Each day the Research staff takes a look at recently released economic indicators, addressing what these indicators mean for REALTORS® and their clients. Today’s update discusses jobless claims, the ISM index, and the Beige Book.
- The Thanksgiving week ended with a 6,000 increase in initial jobless claims to 402,000. This increase ends three straight weeks under 400,000. Economists generally suggest that claims below 400,000 indicate expansion of the workforce.
- The smoother, four-week average increased slightly, up a marginal 500 to 395,750. Continuing claims also rose, 35,000 to 3.740 million. The four-week average is up 12,000 to 3.683 million. Assuming new jobless claims stabilize, NAR expects about 1.5 million net new jobs in the next 12 months.
- Separately, good news comes from the manufacturing sector where new orders have increased in November to 56.7. An Index above 50 indicates monthly growth and November is the second month of increased index.
- The ISM composite index is up 1.2 points to a 52.7 level which is the best reading since June. This increase was driven by export orders and for production.
- Also, data for October on construction spending suggests a more than expected advancement of 0.8 percent after a 0.2 percent increase in September. The increase was driven by a 3.4 percent jump in private residential spending. Private nonresidential construction spending also increased, 1.3 percent while public spending fell 1.8 percent.

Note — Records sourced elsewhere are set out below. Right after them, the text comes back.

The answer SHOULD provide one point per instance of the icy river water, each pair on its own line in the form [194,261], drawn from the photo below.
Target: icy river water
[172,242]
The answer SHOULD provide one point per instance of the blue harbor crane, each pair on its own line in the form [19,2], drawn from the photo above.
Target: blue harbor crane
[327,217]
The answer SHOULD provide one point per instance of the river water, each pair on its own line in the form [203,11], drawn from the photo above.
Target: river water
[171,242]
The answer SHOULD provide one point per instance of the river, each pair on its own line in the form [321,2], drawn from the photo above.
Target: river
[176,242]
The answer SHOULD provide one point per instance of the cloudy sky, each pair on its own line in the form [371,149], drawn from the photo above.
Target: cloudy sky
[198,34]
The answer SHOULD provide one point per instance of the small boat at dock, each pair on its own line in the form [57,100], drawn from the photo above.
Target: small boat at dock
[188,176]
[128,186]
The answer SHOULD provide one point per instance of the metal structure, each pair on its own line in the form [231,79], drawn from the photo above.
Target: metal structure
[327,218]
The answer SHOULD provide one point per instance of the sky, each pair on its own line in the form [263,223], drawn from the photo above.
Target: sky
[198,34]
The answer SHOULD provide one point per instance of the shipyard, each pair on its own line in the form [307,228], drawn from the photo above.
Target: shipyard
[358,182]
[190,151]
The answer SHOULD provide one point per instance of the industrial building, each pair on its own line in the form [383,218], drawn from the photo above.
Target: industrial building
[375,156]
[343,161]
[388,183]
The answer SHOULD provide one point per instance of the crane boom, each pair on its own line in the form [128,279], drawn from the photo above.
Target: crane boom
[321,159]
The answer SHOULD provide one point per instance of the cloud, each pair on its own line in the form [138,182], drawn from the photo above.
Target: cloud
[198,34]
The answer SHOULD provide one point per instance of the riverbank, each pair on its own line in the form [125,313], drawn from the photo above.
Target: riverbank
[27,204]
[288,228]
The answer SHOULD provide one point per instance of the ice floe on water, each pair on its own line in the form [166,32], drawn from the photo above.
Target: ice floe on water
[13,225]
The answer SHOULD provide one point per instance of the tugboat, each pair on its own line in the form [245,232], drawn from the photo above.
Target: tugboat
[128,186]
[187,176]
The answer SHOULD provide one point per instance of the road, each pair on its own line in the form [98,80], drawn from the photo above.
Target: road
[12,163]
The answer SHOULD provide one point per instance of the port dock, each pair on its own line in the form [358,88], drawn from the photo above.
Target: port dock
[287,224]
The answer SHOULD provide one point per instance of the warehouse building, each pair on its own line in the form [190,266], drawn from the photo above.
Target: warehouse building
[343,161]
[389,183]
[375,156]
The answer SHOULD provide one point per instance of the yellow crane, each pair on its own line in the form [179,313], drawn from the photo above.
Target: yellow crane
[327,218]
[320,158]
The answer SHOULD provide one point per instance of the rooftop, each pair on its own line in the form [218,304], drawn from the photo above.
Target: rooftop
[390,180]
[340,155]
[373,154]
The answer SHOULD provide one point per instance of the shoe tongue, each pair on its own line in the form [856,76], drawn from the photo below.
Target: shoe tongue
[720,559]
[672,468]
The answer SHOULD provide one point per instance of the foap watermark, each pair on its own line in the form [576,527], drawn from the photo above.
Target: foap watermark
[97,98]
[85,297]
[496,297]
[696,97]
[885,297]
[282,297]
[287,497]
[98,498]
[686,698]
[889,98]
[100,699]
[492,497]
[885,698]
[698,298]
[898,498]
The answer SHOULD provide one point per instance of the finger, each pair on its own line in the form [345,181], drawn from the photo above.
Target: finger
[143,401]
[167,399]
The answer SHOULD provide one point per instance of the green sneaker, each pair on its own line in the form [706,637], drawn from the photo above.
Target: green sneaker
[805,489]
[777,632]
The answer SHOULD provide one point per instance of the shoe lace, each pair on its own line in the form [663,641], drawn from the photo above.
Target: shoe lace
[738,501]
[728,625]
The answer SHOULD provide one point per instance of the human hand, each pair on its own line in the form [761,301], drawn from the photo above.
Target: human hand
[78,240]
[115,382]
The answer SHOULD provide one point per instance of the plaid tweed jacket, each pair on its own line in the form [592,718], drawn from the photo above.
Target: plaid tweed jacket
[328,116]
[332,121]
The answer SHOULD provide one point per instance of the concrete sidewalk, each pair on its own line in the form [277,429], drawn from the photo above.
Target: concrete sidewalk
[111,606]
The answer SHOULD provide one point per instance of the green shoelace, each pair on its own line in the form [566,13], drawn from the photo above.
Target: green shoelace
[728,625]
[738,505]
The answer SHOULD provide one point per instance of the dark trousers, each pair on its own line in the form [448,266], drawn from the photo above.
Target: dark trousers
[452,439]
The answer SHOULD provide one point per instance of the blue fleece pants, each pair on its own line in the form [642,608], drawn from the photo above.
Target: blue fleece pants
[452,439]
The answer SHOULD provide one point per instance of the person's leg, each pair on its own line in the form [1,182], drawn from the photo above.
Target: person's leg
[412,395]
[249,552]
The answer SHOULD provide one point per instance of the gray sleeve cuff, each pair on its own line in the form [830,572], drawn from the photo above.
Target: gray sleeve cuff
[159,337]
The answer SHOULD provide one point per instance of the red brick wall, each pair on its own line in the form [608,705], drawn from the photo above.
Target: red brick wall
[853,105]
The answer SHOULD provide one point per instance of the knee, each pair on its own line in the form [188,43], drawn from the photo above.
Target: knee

- In the latest Beige Book released yesterday, economic activity is showing overall improvement but very gradually. All but one Fed District reported increased economic activity. Consumer spending is increasing, particularly for motor vehicles. Manufacturing continues to be strong. Importantly, bank lending is showing some improvement. Nevertheless, hiring is still slow, while wages remained stable and some price pressures have alleviated. Overall residential real estate activity improved, though conditions were mixed across Districts. Residential construction is still slow, with single-family home construction weak and multifamily construction improved in a number of Districts. Commercial real estate markets are generally slow across most of the nation.